To do my work, I have received funding from The National Institute of Health/National Institute on Aging to sponsor my Postdoctoral Fellowship in Epidemiology, Biostatistics, and Mental Health of Aging at Johns Hopkins Bloomberg School of Public Health (NIA-T32AG000247) and a Johns Hopkins School of Nursing Center for Innovative Care in Aging pilot grant. I also worked with The City of Claremont and communities in DC and Baltimore to improve the enriching services provided to their residents.

I am currently funded by NIH BUILD PODER to investigate the protective factors that combat health disparities.

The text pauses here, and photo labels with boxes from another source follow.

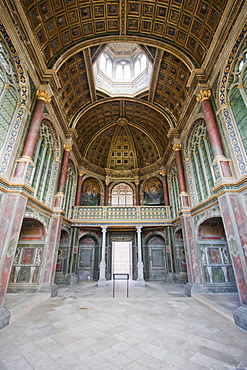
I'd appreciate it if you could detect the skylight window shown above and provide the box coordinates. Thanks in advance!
[93,43,152,96]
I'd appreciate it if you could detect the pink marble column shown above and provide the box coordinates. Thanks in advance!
[181,217,201,284]
[135,180,140,206]
[75,171,84,206]
[160,171,170,206]
[38,217,62,297]
[55,144,72,208]
[0,194,27,305]
[14,90,51,179]
[196,90,232,177]
[173,142,189,207]
[105,180,109,206]
[218,194,247,305]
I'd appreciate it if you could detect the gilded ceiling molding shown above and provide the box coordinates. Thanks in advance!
[52,35,196,72]
[84,120,162,157]
[83,49,97,103]
[70,97,176,129]
[148,49,164,103]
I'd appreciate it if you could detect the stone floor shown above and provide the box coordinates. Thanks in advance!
[0,281,247,370]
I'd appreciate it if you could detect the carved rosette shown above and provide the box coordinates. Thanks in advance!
[36,90,51,103]
[172,142,181,152]
[63,144,72,152]
[196,90,211,102]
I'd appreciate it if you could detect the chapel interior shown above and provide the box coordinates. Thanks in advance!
[0,0,247,330]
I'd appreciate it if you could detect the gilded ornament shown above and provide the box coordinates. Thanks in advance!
[172,143,181,152]
[36,90,51,103]
[63,144,72,152]
[196,90,211,102]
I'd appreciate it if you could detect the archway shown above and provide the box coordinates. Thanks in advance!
[111,183,134,207]
[77,235,100,280]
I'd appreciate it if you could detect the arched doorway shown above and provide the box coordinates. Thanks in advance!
[8,218,45,292]
[143,235,167,280]
[77,235,100,280]
[198,217,236,292]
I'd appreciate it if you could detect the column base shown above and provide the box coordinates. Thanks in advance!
[38,283,58,297]
[0,306,10,330]
[65,274,78,285]
[137,279,146,286]
[184,283,192,297]
[98,279,106,286]
[233,306,247,331]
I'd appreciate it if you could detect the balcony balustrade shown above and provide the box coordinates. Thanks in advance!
[73,206,171,224]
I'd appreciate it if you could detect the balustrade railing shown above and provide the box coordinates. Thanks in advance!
[73,206,171,221]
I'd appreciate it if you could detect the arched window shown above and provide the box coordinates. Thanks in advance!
[189,120,214,202]
[228,42,247,151]
[0,37,19,150]
[32,120,56,203]
[167,162,181,218]
[63,161,76,218]
[111,183,133,207]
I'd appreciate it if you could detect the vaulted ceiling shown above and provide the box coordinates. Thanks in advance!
[6,0,241,178]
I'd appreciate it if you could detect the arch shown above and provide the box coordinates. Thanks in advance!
[109,182,135,207]
[141,176,164,206]
[76,232,100,280]
[80,177,102,206]
[143,230,166,280]
[51,35,197,72]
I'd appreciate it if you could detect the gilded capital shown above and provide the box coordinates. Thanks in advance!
[63,144,72,152]
[172,143,181,152]
[36,90,51,103]
[196,90,211,102]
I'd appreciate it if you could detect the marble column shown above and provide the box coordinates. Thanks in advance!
[196,90,232,182]
[173,142,189,208]
[105,180,110,206]
[54,144,72,209]
[160,170,170,206]
[75,171,84,206]
[0,193,27,329]
[136,226,145,286]
[38,217,62,297]
[135,180,140,206]
[218,193,247,330]
[98,226,107,286]
[12,90,51,181]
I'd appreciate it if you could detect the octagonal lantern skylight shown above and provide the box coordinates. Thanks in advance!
[93,43,152,97]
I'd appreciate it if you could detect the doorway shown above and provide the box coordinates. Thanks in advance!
[112,242,132,279]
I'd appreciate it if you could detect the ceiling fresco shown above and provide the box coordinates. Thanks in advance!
[10,0,233,176]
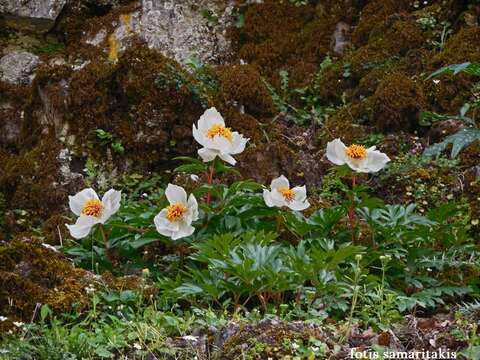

Vasquez-Salgado YolandaYolanda Vasquez-Salgado, PhD

Yolanda Vasquez-Salgado received her Ph.D. in Developmental Psychology, with a minor in Culture, Brain and Development, from the University of California, Los Angeles. She is also a proud graduate of the Bachelors and Masters programs in Psychology at California State University, Northridge. Her research focuses on Latina/o, first-generation college, and low-income student populations during the transition to college. She utilizes various methodologies (qualitative, survey, experimental) to investigate factors that contribute to the academic achievement and health (mental, physical) of these populations, with the goal of designing interventions to help promote their resilience. She is particularly interested in a sense of cultural value conflict or mismatch that students raised in more collectivistic home environments (e.g., first-generation college students) experience with the individualism of the university culture (e.g., conflict between collectivistic behaviors of one peer and individualistic behaviors of another; conflict between collectivistic family obligations and individualistic academic obligations). Her research has been funded by sources such as the Ford Foundation Fellowship Program, the American Psychological Association and American Psychological Foundation. In addition to research, Yolanda has mentored several underrepresented students in research and professional development. Many of the students that she has mentored have moved onto graduate programs and some have had the opportunity to publish with her. Creating opportunities for students to learn and thrive is very important to Yolanda as one of her long-term goals is to increase the number of underrepresented students in science.